Fermiamoci qui e rimandiamo all’approfondimento citato, mentre ora torniamo alle “iPhone Face” e alle “Instagram Face”.

Già detto dei casting, sempre più mirati all’individuazione di profili affini ai volti che vediamo quotidianamente in giro per i social, concentriamo l’attenzione sugli aspetti tecnici che hanno portato allo sviluppo delle definizioni. L’estetica dei protagonisti di film e serie tv ricorda sempre più le foto scattate con un iPhone in modalità ritratto: ultra-definite, iper-luminose, senza difetti visibili. Si arriva addirittura regolare le proporzioni facciali, quando non si rispondono a certe esigenze. Le post-produzioni stanno uniformando i volti, anche quando sarebbero naturalmente più “interessanti” di così. Più “belli” secondo certi criteri, ma meno veri.
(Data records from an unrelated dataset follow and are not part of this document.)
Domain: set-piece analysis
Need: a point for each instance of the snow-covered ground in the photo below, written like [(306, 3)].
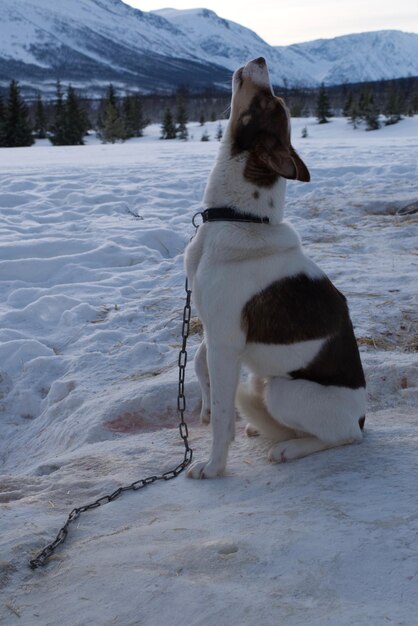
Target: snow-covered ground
[(91, 298)]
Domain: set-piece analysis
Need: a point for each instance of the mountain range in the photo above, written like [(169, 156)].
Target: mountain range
[(93, 42)]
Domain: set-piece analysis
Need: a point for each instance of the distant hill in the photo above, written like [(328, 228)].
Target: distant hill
[(93, 42)]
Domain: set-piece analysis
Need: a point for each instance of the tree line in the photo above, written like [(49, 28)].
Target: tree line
[(67, 118), (365, 107)]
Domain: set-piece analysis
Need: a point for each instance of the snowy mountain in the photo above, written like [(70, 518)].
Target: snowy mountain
[(93, 42), (358, 58)]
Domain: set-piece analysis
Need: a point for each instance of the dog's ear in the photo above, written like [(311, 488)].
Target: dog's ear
[(268, 159)]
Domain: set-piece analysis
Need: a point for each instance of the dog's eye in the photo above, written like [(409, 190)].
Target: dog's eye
[(238, 77)]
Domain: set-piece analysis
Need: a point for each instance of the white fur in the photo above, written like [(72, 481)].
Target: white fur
[(227, 263)]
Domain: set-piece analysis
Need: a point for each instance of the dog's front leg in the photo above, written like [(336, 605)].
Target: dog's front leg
[(202, 373), (224, 367)]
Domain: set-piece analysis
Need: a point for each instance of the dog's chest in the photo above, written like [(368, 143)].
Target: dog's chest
[(228, 268)]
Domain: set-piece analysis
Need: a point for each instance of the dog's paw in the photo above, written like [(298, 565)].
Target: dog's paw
[(204, 470), (251, 431), (285, 451), (205, 416)]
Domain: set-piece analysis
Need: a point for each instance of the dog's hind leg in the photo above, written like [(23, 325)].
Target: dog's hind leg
[(202, 373), (330, 416), (250, 404)]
L’intervento della tecnologia si connette così all’utilizzo di cosmetici e di prodotti che riducono le imperfezioni, applicando quanto serve sia nelle tecniche di ripresa che nell’applicazioni di filtri affini a quelli usati quotidianamente sui social. Una scelta estetica, talvolta un’esigenza. Il passaggio dalla pellicola al digitale, evocato di recente anche a proposito delle serie tv e i film sempre più bui, ha enfatizzato le irregolarità della pelle, le rughe e i pori che molti sentono il bisogno di eliminare artificialmente. Anche le luci usate giocano un ruolo importante: a favore della “perfezione” si perde la profondità dei volti.

Un esempio significativo in tal senso riguarda la serie tv Emily in Paris, ricca di “iPhone Face” e di “Instagram Face”.
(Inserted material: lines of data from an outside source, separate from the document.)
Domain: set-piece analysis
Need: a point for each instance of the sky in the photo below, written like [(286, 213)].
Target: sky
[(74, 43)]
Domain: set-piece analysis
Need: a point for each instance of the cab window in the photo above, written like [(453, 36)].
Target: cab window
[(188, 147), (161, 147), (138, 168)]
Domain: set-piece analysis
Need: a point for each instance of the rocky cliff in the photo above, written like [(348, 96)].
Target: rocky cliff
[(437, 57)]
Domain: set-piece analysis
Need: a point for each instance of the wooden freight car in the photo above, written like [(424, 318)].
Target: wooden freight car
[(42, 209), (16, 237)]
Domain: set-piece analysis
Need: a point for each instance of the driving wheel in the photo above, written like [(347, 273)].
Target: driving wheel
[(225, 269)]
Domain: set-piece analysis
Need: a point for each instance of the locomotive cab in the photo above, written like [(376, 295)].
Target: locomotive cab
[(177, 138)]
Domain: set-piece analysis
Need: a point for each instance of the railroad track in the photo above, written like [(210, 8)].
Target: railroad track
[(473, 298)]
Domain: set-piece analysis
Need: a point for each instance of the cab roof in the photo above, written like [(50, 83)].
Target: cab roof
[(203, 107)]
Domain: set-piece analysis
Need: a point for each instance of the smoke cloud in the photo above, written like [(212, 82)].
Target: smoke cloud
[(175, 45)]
L’estetica della serie sembra uscire da una campagna pubblicitaria di profumi. La serie Netflix si distingue per un approccio visivo brillante e saturo, con colori vivaci e una luce morbida che limita fortemente le ombre. I volti degli attori, illuminatissimi, si presentano con una levigatezza quasi irreale, affine a quello delle pubblicità di moda o dei servizi fotografici per riviste di lusso. In questo caso, la funzione narrativa ed espressiva è persino ovvia, visto il contesto nel quale è ambientata la serie. Si è arrivati a dire pure questo: “Non sembra Parigi, sembra un sogno costruito per un editoriale di Vogue”. Su Reddit, invece, fioccano i commenti di chi sostiene che “ogni fotogramma di Emily in Paris sia stato pensato per essere un post su Instagram”.
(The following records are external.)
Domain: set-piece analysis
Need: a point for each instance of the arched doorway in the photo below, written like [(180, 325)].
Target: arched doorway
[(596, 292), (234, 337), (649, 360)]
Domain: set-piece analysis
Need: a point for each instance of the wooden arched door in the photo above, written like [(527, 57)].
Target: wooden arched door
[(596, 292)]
Robert De Niro e il de aging in The Irishman
Credits: Wired

I fenomeni della “iPhone Face” e della “Instagram Face” si ritrovano così in innumerevoli produzioni, portando a riflettere sulle opportunità delle spasmodiche modifiche digitali nella loro globalità. Si arriva ad alcune evidenti esagerazioni, anche quando l’applicazione dei filtri risponde a esigenze specifiche che non si associano a una qualche ricerca della “bellezza perfetta”. Si pensi, per esempio, alla post-produzione oltremisura artificiosa di uno degli ultimi film di Martin Scorsese, il bellissimo The Irishman. Il de-aging applicato su De Niro, seppure fondamentale a livello di trama e foriero, di conseguenza, di opportunità narrative intriganti, creò un effetto piuttosto anomalo sul volto del celebre attore, tanto da renderlo quantomeno “strano”.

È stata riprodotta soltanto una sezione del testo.